At this stage, the commission is concerned that the royalty payments endorsed by the rulings may not reflect economic reality, the Brussels statement said. ‘They appear to be higher than what independent companies negotiating on market terms would have agreed between themselves in accordance with the arm’s length principle.’
Brussels has already carried out several probes into tax agreements made by member states and multinationals and is currently looking into the tax rulings issued by the Netherlands in favour of Inter IKEA.
In 2015, the European Commission declared the Dutch advance tax deal with Starbucks was illegal state support and said the finance ministry must claim back up to €30m.
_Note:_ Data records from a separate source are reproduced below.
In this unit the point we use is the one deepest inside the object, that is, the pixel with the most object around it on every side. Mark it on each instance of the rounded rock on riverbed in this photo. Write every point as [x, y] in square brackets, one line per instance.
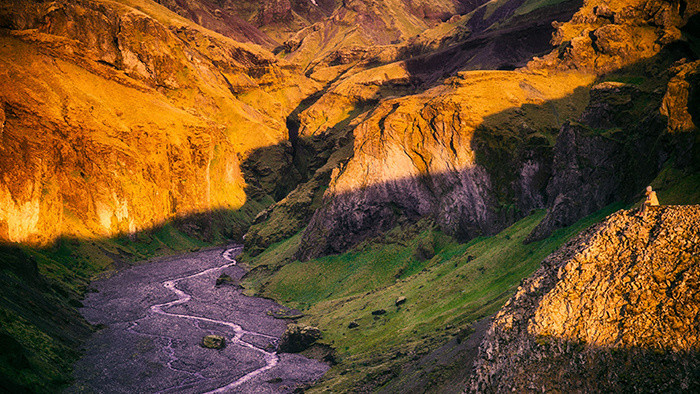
[213, 342]
[298, 338]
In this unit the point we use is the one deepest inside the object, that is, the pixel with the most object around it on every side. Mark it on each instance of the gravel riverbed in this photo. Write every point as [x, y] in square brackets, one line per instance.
[155, 316]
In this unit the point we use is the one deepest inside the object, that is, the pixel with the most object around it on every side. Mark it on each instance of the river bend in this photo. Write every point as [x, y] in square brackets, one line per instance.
[155, 316]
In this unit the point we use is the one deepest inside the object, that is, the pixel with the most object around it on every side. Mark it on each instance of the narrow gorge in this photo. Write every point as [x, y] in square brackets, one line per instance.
[349, 196]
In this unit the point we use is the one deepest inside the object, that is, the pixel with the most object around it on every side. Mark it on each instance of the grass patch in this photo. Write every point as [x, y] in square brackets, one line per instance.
[447, 289]
[40, 330]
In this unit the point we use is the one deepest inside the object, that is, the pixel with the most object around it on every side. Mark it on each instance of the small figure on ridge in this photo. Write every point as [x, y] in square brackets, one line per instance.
[651, 200]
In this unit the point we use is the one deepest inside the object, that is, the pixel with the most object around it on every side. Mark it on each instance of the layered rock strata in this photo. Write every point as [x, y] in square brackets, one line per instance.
[615, 309]
[117, 118]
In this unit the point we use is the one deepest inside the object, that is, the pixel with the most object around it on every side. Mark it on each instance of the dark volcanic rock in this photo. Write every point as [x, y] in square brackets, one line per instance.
[214, 342]
[615, 149]
[297, 338]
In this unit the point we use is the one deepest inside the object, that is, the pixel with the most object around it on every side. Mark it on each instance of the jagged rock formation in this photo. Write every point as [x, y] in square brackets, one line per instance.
[401, 165]
[116, 118]
[435, 154]
[615, 309]
[267, 23]
[629, 130]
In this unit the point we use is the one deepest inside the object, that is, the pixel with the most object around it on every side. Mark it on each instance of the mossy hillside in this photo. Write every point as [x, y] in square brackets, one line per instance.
[448, 286]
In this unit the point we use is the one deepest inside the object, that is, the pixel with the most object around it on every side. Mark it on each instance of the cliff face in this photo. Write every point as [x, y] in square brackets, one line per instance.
[116, 118]
[452, 154]
[436, 155]
[615, 309]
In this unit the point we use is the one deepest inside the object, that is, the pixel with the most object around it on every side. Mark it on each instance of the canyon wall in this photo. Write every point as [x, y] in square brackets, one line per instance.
[475, 158]
[116, 118]
[615, 309]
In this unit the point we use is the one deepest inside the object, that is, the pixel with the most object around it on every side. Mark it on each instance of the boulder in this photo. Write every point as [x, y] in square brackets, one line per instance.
[213, 342]
[225, 280]
[298, 338]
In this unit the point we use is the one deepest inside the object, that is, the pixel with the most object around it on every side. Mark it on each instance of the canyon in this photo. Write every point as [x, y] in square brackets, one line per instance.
[362, 151]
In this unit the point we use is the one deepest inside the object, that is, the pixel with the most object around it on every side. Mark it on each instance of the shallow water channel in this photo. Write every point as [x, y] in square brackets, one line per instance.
[155, 316]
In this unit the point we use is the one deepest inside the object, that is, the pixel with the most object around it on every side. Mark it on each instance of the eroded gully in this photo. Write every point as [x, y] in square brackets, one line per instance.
[150, 342]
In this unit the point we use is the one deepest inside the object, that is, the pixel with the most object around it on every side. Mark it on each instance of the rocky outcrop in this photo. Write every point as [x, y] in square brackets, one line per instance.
[618, 146]
[116, 119]
[604, 36]
[615, 309]
[213, 342]
[267, 23]
[298, 338]
[450, 153]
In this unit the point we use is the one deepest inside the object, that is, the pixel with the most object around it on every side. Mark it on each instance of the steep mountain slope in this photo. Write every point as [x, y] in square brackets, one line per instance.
[267, 23]
[616, 309]
[116, 117]
[501, 143]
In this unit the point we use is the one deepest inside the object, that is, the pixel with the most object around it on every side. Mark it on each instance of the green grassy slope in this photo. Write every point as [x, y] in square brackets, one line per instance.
[40, 328]
[448, 286]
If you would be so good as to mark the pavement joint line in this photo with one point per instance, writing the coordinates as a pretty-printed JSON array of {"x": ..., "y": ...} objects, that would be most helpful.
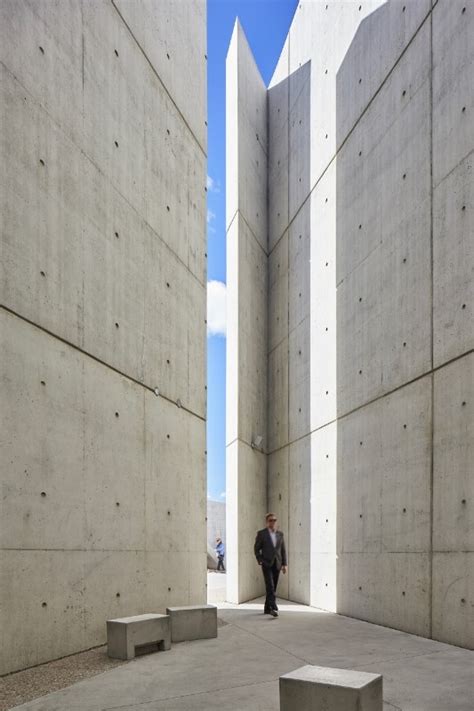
[
  {"x": 196, "y": 693},
  {"x": 272, "y": 644}
]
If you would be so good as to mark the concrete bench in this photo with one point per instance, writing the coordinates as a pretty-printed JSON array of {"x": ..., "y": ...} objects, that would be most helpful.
[
  {"x": 194, "y": 622},
  {"x": 127, "y": 634},
  {"x": 319, "y": 688}
]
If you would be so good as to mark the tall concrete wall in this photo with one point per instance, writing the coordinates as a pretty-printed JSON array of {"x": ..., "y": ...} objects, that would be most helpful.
[
  {"x": 246, "y": 207},
  {"x": 370, "y": 324},
  {"x": 103, "y": 301}
]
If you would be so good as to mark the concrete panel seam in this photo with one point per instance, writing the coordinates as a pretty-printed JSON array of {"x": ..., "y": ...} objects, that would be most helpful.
[
  {"x": 101, "y": 362},
  {"x": 338, "y": 150},
  {"x": 103, "y": 175},
  {"x": 431, "y": 492},
  {"x": 158, "y": 77},
  {"x": 453, "y": 170},
  {"x": 370, "y": 402},
  {"x": 239, "y": 213}
]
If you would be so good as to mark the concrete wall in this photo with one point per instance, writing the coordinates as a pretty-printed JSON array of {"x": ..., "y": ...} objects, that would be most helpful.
[
  {"x": 103, "y": 300},
  {"x": 246, "y": 207},
  {"x": 370, "y": 324}
]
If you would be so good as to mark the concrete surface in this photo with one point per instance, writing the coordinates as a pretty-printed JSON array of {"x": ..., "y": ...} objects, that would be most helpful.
[
  {"x": 126, "y": 634},
  {"x": 102, "y": 301},
  {"x": 215, "y": 522},
  {"x": 216, "y": 587},
  {"x": 192, "y": 622},
  {"x": 240, "y": 669},
  {"x": 246, "y": 223},
  {"x": 370, "y": 333},
  {"x": 312, "y": 687}
]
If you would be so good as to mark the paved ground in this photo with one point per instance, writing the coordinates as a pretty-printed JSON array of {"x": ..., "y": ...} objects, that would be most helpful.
[{"x": 240, "y": 669}]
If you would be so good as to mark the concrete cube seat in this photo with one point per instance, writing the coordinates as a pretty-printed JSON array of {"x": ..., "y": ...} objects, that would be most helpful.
[
  {"x": 193, "y": 622},
  {"x": 318, "y": 688},
  {"x": 126, "y": 634}
]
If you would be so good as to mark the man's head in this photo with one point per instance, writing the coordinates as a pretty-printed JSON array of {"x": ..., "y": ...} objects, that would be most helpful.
[{"x": 271, "y": 521}]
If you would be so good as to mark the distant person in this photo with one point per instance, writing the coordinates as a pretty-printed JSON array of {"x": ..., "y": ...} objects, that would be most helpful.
[
  {"x": 220, "y": 551},
  {"x": 270, "y": 552}
]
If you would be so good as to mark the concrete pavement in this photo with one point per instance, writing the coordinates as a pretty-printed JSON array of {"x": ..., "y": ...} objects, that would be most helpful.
[{"x": 240, "y": 669}]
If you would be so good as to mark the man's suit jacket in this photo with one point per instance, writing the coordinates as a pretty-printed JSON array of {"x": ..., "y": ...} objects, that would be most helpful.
[{"x": 268, "y": 554}]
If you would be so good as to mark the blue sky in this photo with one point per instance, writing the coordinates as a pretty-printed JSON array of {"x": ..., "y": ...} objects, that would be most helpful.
[{"x": 266, "y": 24}]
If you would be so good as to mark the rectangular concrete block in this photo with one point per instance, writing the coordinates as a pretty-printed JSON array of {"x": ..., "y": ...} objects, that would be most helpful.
[
  {"x": 125, "y": 634},
  {"x": 310, "y": 688},
  {"x": 192, "y": 622}
]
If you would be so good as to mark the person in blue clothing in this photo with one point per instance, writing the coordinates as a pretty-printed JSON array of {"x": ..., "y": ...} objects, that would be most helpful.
[{"x": 220, "y": 550}]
Nevertheless, Vestager said she welcomed measures taken by the Netherlands to ‘reform corporate taxation rules and to help ensure that companies will operate on a level playing field in the EU’.
The Netherlands has already said it will tighten up its rules for granting advance tax rulings and says no rulings will be granted if a tax structure involves a tax haven or if the purpose of the ruling is essentially to avoid Dutch or foreign taxes.
The Netherlands has also announced plans to introduce a withholding tax on interest and royalty payments made to companies in tax havens.